A pessoa perante Deus é o que é ou aquilo que ela consegue ser, uma vez que diante do Pai misericordioso nada se esconde aos seus olhos. Em nenhum momento a proposta evangelizadora de Jesus aparece como um ato de imposição. Nas suas andanças pela Palestina sempre mostrou que seu projeto de vida vai além de uma condição humana. Quando não há clima, ela usa de estratégias para ir ao encontro da pessoa e inclusive trabalha para curar os corações feridos, caso seja necessário. É diante da pessoa de Jesus de Nazaré que cada pessoa consegue emendar a sua vida e, naturalmente, quando este irmão coloca-se a disposição para reconstruir o seu caminho da interioridade, estar buscando encontrar o próprio Senhor que habita em nós.
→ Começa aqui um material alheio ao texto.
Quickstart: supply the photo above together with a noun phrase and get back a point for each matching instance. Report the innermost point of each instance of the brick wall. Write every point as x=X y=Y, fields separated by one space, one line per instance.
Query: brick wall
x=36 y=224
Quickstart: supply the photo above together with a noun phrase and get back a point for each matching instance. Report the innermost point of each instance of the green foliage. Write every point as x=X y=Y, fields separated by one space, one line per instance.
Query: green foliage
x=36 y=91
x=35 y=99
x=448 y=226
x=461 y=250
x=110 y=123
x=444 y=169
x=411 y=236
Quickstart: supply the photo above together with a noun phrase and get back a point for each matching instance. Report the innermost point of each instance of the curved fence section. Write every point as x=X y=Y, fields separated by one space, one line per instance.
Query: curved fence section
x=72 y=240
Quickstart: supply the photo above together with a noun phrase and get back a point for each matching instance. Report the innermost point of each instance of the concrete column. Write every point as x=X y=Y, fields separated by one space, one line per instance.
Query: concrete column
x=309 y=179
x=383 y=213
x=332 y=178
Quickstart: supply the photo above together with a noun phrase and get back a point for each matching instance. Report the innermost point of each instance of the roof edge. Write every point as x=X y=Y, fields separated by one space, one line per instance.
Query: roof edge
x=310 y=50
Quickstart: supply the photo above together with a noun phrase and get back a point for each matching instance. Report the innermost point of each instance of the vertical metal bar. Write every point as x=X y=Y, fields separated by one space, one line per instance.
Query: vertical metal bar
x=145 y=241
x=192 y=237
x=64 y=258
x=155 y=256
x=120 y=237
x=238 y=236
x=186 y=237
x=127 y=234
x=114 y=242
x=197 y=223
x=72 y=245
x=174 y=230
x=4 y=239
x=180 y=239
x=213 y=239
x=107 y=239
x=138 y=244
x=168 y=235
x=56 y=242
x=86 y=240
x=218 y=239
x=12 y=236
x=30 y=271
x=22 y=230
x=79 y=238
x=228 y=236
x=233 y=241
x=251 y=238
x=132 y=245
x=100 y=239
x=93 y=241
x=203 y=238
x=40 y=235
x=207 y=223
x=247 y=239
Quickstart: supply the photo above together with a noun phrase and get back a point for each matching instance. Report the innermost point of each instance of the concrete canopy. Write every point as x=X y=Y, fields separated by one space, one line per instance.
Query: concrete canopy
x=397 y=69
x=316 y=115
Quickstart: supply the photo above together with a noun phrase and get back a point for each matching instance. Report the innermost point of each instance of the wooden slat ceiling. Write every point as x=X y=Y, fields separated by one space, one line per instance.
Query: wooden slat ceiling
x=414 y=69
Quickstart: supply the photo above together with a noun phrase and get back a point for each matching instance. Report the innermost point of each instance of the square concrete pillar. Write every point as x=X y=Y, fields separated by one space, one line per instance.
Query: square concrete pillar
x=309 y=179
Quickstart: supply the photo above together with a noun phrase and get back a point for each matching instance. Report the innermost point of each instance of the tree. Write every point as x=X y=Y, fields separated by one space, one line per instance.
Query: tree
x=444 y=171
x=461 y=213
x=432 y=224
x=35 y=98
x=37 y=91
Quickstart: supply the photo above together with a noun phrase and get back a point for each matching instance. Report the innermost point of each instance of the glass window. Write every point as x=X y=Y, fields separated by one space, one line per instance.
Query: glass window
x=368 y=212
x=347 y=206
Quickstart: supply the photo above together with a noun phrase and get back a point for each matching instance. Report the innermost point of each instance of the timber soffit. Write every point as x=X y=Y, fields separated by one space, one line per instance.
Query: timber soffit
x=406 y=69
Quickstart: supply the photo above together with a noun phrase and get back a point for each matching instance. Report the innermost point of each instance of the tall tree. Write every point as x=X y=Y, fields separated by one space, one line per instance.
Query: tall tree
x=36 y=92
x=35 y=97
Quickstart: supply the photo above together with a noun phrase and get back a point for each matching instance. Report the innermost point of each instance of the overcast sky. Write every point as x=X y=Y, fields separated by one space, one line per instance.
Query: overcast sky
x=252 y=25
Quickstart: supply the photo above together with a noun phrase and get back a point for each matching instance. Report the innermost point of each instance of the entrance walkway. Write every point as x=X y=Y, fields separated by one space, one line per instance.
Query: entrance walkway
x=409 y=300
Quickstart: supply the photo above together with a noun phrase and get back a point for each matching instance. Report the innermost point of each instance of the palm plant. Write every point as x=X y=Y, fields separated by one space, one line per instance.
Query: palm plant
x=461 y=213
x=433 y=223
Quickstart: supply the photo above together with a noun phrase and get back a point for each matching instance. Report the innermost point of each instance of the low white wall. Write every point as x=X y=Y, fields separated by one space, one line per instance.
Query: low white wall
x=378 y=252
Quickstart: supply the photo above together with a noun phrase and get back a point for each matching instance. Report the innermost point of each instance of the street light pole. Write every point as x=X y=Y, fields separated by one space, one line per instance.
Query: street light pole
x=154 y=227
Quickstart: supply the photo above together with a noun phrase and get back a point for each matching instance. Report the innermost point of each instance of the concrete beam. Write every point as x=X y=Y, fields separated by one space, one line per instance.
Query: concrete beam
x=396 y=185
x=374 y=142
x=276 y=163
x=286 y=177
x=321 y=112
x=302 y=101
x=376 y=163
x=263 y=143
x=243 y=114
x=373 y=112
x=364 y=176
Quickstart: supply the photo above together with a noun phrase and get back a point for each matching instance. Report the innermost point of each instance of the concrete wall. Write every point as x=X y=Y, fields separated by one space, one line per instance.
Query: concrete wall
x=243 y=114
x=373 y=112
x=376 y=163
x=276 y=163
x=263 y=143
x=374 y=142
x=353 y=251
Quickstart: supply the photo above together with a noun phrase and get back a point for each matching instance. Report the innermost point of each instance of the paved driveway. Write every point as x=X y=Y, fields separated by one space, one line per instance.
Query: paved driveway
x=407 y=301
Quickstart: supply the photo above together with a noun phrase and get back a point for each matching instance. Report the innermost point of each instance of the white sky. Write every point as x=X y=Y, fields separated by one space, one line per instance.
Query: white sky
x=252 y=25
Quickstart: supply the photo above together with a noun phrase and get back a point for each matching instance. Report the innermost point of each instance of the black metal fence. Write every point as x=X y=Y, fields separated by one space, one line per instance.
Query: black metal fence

AGOSTINHO, Santo. Confissões. Trad. J. Oliveira Santos e A. Ambrósio de Pina. 28ª ed. Petrópolis, RJ: Vozes: Bragança Paulista, SP: Editora Universitária São Francisco, 2015 (Coleção Pensamento Humano).
___________O Mestre. Trad. Agustinho Belmonte. São Paulo: Paulus, 2008. Páginas 353-415 (Coleção Patrística; 24).
BÍBLIA SAGRADA. Tradução da Conferência Nacional dos Bispos do Brasil. Edições CNBB: Brasília, DF, 2011.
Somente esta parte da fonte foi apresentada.